9 Lev (2001), p.124.

Acquisition of competitive advantages is at the core of entrepreneurial activity,10 and, in an equal way, valuation of competitive advantages is an entrepreneurial task.

6. Capitalization rules may be based on the paradigm of fair value measurement of assets and liabilities or on the performance-measurement-paradigm (matching of revenues and expenses). Generally spoken, standard setters used to be reluctant to opt for recognition of intangible goods as assets on the balance sheet. To analyse this traditional reluctance, it might be useful to remember what are the ultimate reasons for capitalisation of assets: Why and when should an asset be capitalized in the balance sheet? This question was subject of most influential debates in accounting theory in the last century. Two, partly opposite, partly complementary viewpoints have emerged as results of these debates:11 1) The sum of capitalized assets should reflect as exact as possible the fair value of the marketable fortune of an enterprise. If based on this paradigm, a capitalization rule for intangible assets would imply identification of all identifiable intangible assets and valuation at fair value. 2) Capitalized assets should reflect cash outflows, which are not designed to generate revenues in the current period but in future periods. Following the last concept, i. e. the matching principle concept (let expenses follow revenues), capitalisation rules should guarantee a separation between operative and investment expenditures of a corporate entity for the purpose of timely performance measurement; investing activities should be identified with sufficient reliability. Assets on the balance sheet should reflect the amount of capital expenditures invested in positive present value projects.

10 See, for example: Kirzner (1973).


11

See, e.g., Upton (2001), p. 13. The two competing paradigms were also at the core of the at the time most influential debates about static vs. dynamic interpretations of financial accounting in German literature, see seminally: Schmalenbach (1919), pp. 1-60.
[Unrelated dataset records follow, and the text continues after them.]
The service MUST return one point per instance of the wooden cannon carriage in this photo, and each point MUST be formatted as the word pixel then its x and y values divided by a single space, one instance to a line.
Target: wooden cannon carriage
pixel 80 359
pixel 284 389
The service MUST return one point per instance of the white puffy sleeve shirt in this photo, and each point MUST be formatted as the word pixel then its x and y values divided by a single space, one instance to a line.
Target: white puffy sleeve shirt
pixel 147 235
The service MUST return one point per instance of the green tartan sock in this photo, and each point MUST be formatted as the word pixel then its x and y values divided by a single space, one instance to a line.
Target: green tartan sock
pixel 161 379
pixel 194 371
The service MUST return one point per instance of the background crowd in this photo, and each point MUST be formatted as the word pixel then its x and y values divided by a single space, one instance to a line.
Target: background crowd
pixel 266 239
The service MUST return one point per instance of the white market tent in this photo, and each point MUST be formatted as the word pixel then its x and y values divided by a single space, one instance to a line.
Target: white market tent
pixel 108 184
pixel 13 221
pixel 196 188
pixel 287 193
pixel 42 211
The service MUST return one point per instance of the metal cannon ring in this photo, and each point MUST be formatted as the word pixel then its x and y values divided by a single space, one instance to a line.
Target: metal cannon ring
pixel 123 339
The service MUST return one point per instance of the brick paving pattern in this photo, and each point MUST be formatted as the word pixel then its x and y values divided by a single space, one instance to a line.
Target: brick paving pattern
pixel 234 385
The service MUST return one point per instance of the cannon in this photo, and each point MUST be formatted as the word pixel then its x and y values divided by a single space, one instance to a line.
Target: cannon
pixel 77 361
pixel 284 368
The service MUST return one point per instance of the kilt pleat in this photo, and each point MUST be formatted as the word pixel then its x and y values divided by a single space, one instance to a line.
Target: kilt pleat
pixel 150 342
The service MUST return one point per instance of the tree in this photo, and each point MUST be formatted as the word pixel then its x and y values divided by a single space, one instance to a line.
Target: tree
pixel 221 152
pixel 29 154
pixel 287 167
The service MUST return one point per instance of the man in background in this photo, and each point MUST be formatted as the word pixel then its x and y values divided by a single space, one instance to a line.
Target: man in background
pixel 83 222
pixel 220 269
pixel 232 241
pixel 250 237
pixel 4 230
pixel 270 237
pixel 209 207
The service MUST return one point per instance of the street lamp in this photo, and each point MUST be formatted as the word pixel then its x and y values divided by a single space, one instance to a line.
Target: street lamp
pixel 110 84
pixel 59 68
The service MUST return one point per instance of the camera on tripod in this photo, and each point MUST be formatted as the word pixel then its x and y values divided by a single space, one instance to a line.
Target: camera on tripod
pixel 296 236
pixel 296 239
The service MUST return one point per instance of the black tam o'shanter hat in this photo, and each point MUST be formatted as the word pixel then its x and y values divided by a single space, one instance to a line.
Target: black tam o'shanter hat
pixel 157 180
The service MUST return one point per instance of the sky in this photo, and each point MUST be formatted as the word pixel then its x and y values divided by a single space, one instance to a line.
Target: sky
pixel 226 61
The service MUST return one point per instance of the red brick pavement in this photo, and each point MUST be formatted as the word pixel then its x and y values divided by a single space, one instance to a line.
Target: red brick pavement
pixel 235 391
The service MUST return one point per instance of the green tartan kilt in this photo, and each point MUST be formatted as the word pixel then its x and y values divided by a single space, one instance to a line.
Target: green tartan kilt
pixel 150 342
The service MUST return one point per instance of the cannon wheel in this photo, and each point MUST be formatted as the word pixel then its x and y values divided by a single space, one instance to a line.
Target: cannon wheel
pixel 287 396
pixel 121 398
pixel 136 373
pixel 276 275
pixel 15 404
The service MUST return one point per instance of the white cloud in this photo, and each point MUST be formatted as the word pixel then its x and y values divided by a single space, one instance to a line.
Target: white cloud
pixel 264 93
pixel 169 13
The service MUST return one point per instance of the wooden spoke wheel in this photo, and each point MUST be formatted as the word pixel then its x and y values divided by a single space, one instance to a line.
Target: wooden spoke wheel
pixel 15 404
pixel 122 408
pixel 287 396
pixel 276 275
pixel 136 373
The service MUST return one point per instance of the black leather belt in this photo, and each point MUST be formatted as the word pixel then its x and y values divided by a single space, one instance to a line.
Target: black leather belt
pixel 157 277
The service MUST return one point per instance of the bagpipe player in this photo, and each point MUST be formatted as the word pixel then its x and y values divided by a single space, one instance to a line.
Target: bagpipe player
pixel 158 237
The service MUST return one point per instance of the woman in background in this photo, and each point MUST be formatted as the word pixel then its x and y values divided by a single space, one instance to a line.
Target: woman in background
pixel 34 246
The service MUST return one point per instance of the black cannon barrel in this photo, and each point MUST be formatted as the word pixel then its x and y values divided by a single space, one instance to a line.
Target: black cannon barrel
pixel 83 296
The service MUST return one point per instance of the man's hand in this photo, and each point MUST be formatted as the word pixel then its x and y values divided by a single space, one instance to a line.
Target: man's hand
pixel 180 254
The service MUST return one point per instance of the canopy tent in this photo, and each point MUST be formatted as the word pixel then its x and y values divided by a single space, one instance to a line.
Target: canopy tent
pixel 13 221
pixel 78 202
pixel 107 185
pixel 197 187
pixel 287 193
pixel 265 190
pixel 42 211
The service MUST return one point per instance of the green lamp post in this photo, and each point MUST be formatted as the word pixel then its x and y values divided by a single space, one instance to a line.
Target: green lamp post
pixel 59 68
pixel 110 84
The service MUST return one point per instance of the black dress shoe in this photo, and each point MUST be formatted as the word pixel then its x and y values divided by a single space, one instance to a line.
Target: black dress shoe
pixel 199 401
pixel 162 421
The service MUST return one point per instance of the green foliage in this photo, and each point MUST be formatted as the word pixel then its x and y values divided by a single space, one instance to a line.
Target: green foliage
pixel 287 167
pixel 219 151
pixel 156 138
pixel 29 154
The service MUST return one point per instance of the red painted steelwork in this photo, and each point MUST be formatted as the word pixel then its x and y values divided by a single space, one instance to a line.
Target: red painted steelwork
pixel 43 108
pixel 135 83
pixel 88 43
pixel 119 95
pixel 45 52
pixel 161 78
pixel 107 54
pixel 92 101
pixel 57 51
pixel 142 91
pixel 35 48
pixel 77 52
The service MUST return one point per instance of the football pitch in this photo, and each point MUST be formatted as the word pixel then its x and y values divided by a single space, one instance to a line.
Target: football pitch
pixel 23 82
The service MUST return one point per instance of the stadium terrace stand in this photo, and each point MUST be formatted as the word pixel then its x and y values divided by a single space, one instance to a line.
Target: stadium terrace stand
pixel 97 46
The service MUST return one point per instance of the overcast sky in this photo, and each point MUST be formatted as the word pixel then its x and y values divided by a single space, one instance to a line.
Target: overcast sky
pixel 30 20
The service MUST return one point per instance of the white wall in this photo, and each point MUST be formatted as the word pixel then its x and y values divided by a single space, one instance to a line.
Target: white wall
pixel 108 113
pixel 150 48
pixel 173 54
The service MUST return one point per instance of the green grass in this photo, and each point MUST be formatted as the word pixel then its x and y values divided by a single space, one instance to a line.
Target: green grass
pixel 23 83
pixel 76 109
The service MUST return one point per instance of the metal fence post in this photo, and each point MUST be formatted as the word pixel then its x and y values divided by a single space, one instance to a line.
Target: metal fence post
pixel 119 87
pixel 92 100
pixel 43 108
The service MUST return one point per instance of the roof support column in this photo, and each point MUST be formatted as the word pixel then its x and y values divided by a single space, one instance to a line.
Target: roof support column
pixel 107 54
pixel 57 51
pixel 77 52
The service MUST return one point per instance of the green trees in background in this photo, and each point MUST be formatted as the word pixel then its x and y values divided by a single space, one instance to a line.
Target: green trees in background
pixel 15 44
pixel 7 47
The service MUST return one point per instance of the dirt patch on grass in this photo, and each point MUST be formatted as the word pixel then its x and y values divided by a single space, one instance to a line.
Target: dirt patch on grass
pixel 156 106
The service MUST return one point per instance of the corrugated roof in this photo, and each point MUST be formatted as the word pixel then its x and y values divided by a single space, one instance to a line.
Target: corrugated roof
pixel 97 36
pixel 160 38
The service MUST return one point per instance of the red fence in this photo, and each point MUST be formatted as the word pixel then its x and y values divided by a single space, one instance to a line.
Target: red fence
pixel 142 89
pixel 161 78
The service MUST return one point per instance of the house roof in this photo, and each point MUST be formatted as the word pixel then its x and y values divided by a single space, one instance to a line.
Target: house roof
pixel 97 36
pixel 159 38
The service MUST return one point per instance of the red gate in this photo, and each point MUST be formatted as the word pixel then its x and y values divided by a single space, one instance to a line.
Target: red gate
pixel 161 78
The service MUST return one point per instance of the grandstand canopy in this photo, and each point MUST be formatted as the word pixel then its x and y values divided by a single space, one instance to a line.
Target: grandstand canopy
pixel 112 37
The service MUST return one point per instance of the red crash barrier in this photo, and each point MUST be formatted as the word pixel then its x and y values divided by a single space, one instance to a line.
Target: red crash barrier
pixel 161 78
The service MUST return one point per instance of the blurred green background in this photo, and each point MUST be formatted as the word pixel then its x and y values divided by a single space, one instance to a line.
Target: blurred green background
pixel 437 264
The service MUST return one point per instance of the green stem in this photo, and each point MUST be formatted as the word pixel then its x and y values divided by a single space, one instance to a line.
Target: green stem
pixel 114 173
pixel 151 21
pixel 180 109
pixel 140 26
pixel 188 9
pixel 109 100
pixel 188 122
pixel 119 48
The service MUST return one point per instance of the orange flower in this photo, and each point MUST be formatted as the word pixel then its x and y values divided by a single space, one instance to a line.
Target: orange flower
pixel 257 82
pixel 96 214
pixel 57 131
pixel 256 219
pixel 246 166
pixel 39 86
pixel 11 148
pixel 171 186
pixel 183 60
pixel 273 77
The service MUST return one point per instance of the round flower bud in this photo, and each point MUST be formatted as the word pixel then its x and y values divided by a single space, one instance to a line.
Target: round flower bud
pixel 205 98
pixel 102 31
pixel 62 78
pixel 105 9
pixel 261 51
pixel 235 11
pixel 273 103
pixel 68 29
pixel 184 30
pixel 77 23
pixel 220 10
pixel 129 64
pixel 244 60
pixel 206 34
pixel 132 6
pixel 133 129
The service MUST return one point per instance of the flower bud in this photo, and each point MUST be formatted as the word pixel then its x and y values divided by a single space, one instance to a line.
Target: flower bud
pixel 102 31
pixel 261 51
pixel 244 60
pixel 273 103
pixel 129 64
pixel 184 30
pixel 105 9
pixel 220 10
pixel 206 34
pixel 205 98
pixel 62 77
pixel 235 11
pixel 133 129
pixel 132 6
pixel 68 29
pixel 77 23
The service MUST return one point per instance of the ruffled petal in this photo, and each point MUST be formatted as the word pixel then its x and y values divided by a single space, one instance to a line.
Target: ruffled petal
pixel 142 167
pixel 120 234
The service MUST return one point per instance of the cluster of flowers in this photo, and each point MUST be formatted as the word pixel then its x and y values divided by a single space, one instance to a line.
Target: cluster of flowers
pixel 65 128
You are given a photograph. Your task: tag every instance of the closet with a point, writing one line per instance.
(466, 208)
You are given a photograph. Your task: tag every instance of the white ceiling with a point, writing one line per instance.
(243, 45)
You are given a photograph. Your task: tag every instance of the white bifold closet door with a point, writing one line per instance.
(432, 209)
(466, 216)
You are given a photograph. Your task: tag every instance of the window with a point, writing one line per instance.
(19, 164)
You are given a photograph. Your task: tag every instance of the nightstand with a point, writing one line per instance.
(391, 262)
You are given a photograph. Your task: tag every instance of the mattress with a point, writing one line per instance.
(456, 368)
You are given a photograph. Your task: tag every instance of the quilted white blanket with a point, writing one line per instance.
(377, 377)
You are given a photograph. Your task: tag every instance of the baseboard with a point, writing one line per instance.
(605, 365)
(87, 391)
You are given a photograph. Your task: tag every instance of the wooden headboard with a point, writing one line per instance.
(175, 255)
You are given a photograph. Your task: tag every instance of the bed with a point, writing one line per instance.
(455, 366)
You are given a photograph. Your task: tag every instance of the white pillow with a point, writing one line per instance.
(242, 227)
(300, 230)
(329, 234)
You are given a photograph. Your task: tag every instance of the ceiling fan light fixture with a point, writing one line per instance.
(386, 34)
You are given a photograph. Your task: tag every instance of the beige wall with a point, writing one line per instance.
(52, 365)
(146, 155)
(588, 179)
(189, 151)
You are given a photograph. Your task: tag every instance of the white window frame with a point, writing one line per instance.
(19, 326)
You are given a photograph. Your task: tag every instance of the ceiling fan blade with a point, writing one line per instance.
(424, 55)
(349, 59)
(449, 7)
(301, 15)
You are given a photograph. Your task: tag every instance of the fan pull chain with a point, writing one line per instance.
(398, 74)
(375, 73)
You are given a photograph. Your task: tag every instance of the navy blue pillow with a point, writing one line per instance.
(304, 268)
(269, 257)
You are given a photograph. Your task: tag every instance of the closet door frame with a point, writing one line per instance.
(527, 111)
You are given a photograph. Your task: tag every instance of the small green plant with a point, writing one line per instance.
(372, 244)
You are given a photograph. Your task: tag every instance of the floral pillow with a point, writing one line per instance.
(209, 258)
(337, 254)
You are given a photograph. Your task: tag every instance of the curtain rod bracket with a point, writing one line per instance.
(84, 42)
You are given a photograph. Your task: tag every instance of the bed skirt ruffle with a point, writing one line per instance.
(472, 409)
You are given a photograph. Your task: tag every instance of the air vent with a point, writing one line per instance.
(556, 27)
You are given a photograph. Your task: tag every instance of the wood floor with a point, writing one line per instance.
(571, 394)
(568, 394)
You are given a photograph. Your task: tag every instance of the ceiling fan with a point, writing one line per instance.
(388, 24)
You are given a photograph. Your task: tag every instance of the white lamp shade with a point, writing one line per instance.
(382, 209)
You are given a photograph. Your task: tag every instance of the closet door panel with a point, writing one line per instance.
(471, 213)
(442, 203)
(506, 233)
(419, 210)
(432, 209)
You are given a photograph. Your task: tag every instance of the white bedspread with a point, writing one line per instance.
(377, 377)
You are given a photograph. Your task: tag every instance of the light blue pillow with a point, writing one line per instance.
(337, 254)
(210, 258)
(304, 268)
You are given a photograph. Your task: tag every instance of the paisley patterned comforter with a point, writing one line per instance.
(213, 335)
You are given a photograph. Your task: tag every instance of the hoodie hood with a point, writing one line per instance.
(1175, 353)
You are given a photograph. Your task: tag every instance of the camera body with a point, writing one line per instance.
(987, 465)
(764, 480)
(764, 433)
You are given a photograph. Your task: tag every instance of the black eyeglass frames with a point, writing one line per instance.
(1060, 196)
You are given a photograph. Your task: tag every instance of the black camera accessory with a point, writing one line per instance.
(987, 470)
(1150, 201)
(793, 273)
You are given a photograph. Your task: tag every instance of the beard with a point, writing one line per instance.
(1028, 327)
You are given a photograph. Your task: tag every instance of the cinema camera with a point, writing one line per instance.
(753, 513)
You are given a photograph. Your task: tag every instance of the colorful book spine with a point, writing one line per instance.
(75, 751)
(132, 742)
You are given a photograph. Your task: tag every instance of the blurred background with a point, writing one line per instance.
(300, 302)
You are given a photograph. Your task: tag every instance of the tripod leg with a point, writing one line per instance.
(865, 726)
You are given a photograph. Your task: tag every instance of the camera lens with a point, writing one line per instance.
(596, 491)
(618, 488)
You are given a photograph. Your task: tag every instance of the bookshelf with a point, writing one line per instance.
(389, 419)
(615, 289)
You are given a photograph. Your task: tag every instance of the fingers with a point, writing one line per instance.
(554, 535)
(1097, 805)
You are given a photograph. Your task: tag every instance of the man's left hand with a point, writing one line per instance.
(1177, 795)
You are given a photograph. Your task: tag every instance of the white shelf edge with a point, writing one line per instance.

7. Measuring the fair value of intangible assets implies fair value measurement of competitive advantages. The rise of the fair value paradigm as financial accounting concept will lead to a substantial change in the role of financial accounting and auditing. Fair value of an asset represents the amount at which that asset could be bought or sold in a current transaction between willing parties, that is, other than in a forced or liquidation sale.12 In the absence of quoted market prizes, fair values have to be estimated e.g. by discounted cash flows or by option pricing models. At least in the US, in recent years there has been evidence of a turn-around towards a more fair-value based measurement of assets and liabilities in financial accounting. Fair value was introduced in SFAC No. 7 as measurement objective for present-value-based accounting measurements. Intangible assets which are acquired together with corporate entities are to be measured with their fair values according to SFAS 141, fair values are the benchmark for measuring the value of intangible assets with indeterminate lives and of acquired goodwill according to the impairment test SFAS 141/142. Thus, for many balance sheet items, accrual accounting via direct fair value measurement replaces more and more accrual accounting by amortization of expenditures over the estimated useful lifetime of an asset. The key argument in favour of this treatment is that, for many intangible assets, useful life is not determinable.13 Measurement of fair values for positions which cannot straight-forwardly be replicated by items traded in capital markets implies entrepreneurial judgment: It has been pointed out that the huge majority of intangible assets consists of competitive advantages. In opting for fair value measurement of intangible positions as an element of GAAP, standard setters initiate a fundamental change in the role of certified public accountants and auditors: In the future, auditors will be more and more required to testify entrepreneurial judgments by testifying fair values of information goods and competitive advantages. Also on the grounds of the recent experiences,14 one might be sceptical about whether such a change in the role of the accounting and auditing profession will strengthen the quality and integrity of financial accounting.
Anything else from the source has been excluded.